Pre-ablation enhancement that is likely to be due to fibrosis is more challenging to detect than post-ablation enhancement due to scar. One reason is fibrosis appears more diffuse with greater overlap with normal myocardium. Algorithms IC, YL, UTA and UTB only show reasonable overlap (Dice, RMSE and |δ V|), with YL’s results available on a smaller cohort (10 out of 30) and both YL and UTA requiring significantly longer processing times than the rest. Fixed models (4-SD an FWHM) fare poorly in comparison. This comes as no surprise as with greater overlap of intensities for normal myocardium and fibrosis in pre-ablation, a fixed model is bound to fail. Even with an optimal separation between the distributions computed, further processing is needed and this is included in IC (pixel connectivity) and SY (contextual information) algorithms.
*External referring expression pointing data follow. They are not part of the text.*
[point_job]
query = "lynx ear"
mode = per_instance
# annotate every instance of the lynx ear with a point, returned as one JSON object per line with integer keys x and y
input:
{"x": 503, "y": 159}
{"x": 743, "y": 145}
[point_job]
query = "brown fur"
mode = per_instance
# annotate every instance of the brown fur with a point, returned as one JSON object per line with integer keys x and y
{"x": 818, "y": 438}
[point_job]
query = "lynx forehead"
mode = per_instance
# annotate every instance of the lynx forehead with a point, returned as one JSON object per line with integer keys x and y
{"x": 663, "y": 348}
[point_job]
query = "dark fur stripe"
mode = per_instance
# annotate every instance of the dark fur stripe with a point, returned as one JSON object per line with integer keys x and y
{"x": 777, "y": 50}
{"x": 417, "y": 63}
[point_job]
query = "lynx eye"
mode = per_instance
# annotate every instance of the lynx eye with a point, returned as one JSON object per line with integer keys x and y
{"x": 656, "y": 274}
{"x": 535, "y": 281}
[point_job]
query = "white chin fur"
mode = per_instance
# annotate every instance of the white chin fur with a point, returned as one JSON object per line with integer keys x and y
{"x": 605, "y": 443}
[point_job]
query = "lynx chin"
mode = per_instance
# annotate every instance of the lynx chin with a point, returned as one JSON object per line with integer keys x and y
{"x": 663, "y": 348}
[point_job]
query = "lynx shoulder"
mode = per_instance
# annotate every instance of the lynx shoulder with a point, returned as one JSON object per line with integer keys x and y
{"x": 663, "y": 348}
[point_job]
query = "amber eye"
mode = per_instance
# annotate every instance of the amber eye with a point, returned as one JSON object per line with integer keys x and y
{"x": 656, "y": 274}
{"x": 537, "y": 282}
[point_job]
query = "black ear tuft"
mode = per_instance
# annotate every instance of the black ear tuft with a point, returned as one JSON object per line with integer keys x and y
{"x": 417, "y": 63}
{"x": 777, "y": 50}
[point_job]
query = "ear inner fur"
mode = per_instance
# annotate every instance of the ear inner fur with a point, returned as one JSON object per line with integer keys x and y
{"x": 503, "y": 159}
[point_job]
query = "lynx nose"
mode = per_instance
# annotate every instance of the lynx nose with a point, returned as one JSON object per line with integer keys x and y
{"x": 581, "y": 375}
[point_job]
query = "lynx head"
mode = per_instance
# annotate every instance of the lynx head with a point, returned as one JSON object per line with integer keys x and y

Others have similar processing steps but were developed primarily for post-ablation enhancement and thus has a bias (MV and KCL). In post-ablation enhancement, most evaluated algorithms demonstrated that good segmentation is possible. This is true in the case of automated (IC, SY, MV, HB, KCL, UTB) and semi-automated ones (YL, UTA). Fixed models had lesser accuracy with a difference of at least 10 points on the Dice compared with some methods (MV, KCL, YL), but their performance was better compared to performance in pre-ablation.

The aim of this work is to provide a standardised methodology and framework for evaluating state-of-the-art algorithms that was made available to the wider community through a web-based interface. The framework has potential that upcoming state-of-the-art algorithms can utilise it to evaluate their performance. That would enable algorithms to be benchmarked against other algorithms. Eight different algorithms were evaluated with the proposed framework, three of which are published or slightly modified versions of published techniques ([5, 15, 18]). This gives the framework some standing and acceptability and gives future algorithms a sensible ground for testing. Also to our knowledge, this is the first proposed framework of its kind for testing LGE CMR algorithms.